1. General workflow for RNAseq analysis
After standard sequencing process (recommended for the illumina high-throughput sequencing protocol), raw data were obtained and processed with python (higher than 3.7 was recommended) for QC, Trimming, Gene alignment, and Expression count. Subsequently, R (higher than 4.2.0 was recommended) was used for the analysis of differential expressions, and web-based tools were used for annotation / enrichment analysis.
2. Preparations
System requirement
Generally speaking, the linux system (ubuntu or deepin OS) was recommended for the python process, while anaconda or miniconda was recommended for the installation of python.

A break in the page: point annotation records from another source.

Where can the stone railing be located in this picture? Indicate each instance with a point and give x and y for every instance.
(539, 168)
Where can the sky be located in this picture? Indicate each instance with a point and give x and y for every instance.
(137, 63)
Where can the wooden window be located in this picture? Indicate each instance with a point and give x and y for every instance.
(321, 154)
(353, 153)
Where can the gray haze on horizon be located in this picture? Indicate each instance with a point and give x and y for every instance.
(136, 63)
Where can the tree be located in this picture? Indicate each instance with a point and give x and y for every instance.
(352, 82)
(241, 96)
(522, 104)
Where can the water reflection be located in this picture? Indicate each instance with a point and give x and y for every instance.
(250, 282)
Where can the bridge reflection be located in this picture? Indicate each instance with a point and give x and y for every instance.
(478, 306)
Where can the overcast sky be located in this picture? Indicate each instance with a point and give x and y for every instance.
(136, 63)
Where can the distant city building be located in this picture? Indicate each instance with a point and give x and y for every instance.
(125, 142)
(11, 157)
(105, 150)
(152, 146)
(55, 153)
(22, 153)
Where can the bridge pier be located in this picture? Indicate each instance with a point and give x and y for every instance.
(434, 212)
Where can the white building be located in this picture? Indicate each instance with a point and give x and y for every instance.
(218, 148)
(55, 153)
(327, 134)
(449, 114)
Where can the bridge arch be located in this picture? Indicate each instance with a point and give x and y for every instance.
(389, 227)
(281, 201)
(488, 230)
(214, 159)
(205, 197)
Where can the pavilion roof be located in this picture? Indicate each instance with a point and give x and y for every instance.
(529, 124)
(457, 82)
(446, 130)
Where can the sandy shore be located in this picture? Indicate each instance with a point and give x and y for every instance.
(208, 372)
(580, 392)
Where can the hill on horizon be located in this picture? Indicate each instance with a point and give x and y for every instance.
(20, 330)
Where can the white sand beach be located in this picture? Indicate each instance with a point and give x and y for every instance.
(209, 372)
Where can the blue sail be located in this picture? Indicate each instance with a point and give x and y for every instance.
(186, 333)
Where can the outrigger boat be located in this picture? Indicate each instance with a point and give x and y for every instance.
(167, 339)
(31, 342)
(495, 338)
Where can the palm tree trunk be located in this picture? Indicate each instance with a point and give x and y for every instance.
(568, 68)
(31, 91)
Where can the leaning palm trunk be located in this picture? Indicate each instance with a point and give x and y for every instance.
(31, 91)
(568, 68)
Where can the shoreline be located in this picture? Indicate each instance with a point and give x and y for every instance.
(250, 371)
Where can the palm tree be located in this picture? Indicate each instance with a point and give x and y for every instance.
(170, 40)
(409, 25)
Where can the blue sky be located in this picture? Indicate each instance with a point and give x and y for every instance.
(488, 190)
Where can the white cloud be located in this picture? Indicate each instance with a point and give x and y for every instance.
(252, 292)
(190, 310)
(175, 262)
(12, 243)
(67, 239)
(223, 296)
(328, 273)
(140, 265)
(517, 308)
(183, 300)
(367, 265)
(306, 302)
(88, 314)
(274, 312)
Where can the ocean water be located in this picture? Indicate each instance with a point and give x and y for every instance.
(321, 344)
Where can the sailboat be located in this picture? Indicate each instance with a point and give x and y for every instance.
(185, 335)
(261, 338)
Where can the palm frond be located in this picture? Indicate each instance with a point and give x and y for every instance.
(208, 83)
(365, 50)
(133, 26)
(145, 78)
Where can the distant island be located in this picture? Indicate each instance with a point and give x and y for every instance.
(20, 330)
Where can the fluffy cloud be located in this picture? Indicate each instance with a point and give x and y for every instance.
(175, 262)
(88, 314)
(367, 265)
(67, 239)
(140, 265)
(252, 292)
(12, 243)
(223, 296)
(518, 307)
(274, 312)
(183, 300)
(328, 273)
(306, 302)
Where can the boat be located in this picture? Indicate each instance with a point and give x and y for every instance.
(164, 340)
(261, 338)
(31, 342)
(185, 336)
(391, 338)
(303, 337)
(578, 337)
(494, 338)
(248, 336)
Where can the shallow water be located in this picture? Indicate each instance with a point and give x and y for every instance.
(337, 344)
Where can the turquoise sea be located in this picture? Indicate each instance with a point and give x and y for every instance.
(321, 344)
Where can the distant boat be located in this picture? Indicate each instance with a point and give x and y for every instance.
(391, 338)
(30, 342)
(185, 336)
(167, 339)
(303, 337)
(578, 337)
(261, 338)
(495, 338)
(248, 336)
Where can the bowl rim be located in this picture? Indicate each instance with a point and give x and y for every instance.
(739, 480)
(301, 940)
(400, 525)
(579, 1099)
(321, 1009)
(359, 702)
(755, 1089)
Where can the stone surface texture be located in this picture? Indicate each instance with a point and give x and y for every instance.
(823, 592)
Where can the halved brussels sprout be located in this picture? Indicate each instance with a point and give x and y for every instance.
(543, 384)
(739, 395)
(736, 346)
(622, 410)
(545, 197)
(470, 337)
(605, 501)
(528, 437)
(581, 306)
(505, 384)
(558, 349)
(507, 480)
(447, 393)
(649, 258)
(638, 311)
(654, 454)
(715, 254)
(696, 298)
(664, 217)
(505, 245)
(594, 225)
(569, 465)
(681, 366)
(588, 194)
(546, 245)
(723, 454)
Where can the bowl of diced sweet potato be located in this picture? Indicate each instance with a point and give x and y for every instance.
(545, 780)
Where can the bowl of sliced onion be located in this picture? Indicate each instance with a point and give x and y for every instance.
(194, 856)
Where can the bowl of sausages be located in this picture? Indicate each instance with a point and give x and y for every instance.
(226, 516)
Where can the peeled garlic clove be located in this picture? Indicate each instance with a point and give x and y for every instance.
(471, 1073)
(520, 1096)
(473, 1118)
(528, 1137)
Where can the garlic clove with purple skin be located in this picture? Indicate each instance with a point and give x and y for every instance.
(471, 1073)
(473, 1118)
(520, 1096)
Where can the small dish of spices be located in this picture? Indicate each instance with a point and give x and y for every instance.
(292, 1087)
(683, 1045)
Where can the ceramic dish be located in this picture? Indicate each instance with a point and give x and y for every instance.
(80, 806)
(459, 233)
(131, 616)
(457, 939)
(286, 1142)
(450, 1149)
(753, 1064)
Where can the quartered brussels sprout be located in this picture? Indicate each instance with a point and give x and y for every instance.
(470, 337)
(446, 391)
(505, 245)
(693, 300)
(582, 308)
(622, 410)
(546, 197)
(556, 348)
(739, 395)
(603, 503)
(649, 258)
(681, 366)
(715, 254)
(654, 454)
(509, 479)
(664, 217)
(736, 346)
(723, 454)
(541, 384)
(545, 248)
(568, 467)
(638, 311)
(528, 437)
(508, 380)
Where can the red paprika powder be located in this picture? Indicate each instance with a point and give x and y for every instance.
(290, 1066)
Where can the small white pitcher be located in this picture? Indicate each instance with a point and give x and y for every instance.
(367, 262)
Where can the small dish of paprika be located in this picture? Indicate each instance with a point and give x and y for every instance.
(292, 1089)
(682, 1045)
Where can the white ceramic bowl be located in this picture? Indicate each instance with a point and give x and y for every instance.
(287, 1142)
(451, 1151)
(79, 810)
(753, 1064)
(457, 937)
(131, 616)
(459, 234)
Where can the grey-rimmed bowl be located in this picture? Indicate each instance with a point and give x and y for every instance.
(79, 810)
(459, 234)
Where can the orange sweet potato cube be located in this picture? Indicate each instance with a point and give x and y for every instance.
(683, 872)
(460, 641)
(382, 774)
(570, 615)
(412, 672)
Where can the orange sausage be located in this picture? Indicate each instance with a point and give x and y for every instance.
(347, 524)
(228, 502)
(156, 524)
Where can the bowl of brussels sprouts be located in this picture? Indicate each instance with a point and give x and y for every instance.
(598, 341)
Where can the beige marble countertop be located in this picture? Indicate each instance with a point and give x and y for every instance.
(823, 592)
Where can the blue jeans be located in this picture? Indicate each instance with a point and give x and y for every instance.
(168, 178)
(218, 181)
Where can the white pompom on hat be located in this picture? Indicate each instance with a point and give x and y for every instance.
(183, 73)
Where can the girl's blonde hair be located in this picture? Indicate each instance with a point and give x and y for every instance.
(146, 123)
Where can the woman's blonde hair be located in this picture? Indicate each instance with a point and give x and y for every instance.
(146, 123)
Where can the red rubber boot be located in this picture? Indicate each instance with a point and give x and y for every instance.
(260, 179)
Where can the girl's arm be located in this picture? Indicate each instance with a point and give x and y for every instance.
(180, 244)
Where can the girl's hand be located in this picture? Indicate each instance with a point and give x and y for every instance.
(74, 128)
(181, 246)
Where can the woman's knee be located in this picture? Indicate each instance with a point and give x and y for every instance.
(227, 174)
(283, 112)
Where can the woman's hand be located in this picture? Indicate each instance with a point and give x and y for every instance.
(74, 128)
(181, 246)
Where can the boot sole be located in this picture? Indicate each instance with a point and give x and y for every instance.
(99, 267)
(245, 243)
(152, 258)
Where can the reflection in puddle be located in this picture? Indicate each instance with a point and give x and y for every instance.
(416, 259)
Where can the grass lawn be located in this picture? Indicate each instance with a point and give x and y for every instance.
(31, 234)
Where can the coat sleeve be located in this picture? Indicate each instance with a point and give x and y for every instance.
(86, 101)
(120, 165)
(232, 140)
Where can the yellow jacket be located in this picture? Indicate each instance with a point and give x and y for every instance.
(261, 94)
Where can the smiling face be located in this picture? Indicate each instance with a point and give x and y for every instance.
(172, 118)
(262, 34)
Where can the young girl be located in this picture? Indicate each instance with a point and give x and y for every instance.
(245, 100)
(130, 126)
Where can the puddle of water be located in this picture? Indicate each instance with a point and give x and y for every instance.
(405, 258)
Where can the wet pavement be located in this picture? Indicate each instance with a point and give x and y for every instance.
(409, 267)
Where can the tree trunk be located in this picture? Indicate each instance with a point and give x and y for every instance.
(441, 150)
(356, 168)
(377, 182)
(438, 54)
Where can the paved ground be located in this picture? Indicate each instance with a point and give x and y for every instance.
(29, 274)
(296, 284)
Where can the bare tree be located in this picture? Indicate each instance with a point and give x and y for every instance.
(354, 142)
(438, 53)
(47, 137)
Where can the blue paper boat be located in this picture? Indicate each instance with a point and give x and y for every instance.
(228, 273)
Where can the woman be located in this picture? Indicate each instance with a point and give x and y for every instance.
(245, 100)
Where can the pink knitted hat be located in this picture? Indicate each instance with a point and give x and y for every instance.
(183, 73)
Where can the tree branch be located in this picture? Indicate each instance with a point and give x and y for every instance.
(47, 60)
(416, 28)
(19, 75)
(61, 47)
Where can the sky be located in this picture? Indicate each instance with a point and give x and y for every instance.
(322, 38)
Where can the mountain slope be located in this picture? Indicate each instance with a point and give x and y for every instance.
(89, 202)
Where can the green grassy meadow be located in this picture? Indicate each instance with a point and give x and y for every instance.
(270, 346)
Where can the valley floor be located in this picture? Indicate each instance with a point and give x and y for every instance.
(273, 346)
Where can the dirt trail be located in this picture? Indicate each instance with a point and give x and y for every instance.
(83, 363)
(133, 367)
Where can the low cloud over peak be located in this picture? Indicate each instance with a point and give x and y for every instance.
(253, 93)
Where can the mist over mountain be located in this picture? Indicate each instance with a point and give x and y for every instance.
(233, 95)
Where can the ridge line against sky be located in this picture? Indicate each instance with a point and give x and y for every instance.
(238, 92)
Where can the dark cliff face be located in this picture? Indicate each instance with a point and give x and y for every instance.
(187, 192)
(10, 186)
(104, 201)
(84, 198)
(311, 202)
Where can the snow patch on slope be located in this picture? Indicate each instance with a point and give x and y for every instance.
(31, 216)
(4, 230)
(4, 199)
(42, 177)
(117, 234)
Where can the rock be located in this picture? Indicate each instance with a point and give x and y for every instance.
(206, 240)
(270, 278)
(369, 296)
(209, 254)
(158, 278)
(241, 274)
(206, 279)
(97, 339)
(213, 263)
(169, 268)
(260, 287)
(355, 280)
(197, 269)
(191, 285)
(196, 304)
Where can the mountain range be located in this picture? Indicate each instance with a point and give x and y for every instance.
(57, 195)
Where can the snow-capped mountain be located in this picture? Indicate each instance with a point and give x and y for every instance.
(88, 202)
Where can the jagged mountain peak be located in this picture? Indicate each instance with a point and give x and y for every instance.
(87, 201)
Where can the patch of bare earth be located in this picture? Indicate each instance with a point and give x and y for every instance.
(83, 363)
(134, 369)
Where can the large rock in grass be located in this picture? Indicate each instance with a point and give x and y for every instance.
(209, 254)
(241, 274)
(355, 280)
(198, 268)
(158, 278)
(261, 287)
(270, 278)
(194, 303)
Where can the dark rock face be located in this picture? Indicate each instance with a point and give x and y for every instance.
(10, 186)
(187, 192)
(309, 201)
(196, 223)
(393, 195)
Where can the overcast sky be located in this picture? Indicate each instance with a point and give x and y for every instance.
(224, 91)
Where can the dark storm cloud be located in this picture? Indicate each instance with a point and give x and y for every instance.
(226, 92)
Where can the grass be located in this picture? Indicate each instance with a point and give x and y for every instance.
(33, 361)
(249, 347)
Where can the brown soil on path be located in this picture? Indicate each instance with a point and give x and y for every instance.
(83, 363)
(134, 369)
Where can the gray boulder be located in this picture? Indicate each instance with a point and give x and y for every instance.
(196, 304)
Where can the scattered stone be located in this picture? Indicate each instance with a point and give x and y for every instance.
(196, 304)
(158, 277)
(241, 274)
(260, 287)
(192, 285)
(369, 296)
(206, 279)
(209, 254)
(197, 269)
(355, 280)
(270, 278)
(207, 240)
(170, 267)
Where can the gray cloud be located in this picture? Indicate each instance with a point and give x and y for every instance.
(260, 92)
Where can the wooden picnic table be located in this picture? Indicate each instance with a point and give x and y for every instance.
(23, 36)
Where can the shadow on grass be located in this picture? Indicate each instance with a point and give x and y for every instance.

ubuntu: Enterprise Open Source and Linux | Ubuntu
- Deepin OS: deepin.org
- miniconda: Anaconda — USTC Mirror Help
Installation of Python environment
After the installation of conda environment, repository mirrors should be added following the instruction:
anaconda | 镜像站使用帮助 | 清华大学开源软件镜像站 | Tsinghua Open Source Mirror
Environment for the bioinformatics should be added to the conda.
### In linux terminal
$ conda create -y --name bioinfo
### Every time you want to do analysis, the environment **bioinfo** should be activated, and software should be installed under the **bioinfo** environment.
$ source activate bioinfo
Every time you want to do analysis, the environment bioinfo should be activated, and software should be installed under the bioinfo environment.
Following softwares should be installed for RNAseq raw-data processing:
$ conda install -c bioconda fastqc trim-galore hisat2 samtools subread
Genomic index download and build
Human and mouse comprehensive gene annotation (GTF) and transcript sequences (FASTA) could be downloaded via the following website:
GENCODE - Home page (gencodegenes.org)
Index could then be built via the following command:
$ hisat2_extract_exons.py genomic_annotation.gtf > genome.exon
$ hisat2_extract_splice_sites.py genomic_annotation.gtf > genome.ss
$ hisat2-build - p 16 --ss genome.ss --exon genome.exon genomic_fasta.fa genomic_annotation
### Building an index with the whole genome requires about 200 GB RAM
Installation of R and packages
R could be downloaded directly from the following website.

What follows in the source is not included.